Either the pens or the ink are abominable, so I will have to take refuge to my pencil. I collected all our baggage, nine pieces on the steamer, and engaged two of the steamer stewarts [sic] to help me down with them.
I watched my chance and was one of the first to get off and, as we descended the gang plank, I saw a man wave a letter in his hand and call out again and again! “Mr. Jacoby, I have a letter for you!” I called to him, and he met me at the foot of the gangway when I saw that he had a band around his cap with the name of the hotel on it.
In the letter, the proprietor informed me that my letter had been received and my terms accepted, which is 12 lire or $2.40 per day. He helped us with the custom house officer, so that we had to open but one suit case, and took us to the bus.
At the hotel, we were received with bows and scrapes and had our first experience of European Hotel civilities. I haven’t found out yet who is the “Ober” and who the proprietor, but I know the concierge who speaks German and English. We walked right to Table d’hote and ordered a bottle (4¢) same price as Munchener, which seemed “High” to me.
After dinner we sat around and watched the ladies smoking cigarettes. We retired early, as we have to rise early in order to be able to attend high mass, as the churches will be crowded an hour before commencement.
We have two large rooms, fitted up in great style. Large windows reaching to the floor, lead out into a small balcony on which Wisteria grow. They are in full bloom and look very graceful. We are on the first floor, and we have a fine view of the garden, which is one mass of flowers and tropical plants. The building reminds me of the Moorish Buildings on the midway.
Grace and her aunt have another very pretty room, which has a large balcony in front. The Winter Garden is one large circle room with glass walls. The dining room is nicely arranged, and the hotel lies pretty well up on the hill and not right in the city. We all slept well after climbing into our beds and awoke at 8 o’clock on Easter Morning.
Editor’s note: “Ober” is short for “oberkellner,” meaning “head waiter.”

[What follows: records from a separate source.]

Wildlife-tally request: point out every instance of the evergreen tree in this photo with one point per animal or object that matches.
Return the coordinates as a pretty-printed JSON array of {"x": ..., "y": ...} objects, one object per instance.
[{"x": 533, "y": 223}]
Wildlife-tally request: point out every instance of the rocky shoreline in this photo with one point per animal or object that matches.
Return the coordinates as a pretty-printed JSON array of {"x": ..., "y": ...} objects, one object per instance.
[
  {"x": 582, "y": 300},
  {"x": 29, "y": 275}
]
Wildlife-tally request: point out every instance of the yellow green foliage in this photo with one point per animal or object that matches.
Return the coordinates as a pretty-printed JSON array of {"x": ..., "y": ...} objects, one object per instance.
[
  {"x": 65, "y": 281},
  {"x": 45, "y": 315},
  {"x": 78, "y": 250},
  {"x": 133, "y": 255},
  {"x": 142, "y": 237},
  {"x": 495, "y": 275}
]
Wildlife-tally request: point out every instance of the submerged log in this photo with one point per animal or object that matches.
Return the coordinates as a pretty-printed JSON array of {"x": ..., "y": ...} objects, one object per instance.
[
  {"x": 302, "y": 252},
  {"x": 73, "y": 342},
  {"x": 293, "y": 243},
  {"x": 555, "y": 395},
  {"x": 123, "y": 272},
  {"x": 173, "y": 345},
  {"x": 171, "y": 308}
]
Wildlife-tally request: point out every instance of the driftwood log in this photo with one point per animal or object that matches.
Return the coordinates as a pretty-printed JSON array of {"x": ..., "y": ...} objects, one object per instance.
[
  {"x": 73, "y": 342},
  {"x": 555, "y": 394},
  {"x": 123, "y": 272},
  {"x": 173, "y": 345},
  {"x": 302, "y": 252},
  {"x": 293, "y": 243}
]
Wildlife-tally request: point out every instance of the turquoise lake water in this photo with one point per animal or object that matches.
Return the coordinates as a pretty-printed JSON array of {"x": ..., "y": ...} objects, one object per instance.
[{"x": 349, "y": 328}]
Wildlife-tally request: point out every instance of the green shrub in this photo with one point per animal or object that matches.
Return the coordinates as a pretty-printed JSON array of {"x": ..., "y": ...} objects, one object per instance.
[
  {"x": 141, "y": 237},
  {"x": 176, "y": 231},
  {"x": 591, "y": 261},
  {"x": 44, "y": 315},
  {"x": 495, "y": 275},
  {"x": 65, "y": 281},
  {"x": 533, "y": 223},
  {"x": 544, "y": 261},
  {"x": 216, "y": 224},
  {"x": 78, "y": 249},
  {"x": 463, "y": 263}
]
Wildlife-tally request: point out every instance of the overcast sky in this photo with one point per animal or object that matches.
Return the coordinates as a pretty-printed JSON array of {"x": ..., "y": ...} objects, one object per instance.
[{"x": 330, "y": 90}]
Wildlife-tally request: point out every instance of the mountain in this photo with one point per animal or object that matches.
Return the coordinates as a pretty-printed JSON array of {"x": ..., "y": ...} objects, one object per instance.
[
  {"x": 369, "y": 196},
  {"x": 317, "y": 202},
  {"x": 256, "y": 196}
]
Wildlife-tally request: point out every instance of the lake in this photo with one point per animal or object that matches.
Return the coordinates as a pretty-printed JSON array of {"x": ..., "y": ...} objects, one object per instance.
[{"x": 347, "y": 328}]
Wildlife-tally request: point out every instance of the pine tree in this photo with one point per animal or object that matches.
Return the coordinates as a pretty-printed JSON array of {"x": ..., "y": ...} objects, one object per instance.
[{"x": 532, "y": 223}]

April 11th Sunday (continued)
Grace and her aunt were up and ready to go long before us, and so they left us to go to the Cathedral.
We took a long walk down to the park, passing some monuments and seeing much of Italian life, such as the goats being milked right on the street, direct into the bottles, the police and soldiers in their gay uniforms, the poorer class in their bright dresses, and flowers everywhere. We had a nice walk in the park and a good view of the Bay of Naples. The sun was shining brightly and the air so balmy.
We walked home and had our worship in our room. At one o’clock, we had a lunch, and we certainly enjoyed it as we had nothing but bread and honey and a cup of chocolate for breakfast.
After lunch we took the funicular (right around the corner from our hotel), which is an inclined R.R. up the hill, where we walked around and took the street car back to town, passing many of the principal buildings, the royal palace, Garibaldi’s Statue, the Arsenal and the Wharfes. [sic]
We were thoroughly tired out when we returned home and mama lay down for a nap. We have not had a chance to go to Cooks or the P.O., so we have not received any mail as yet. Tomorrow at nine o’clock, we leave for Capri.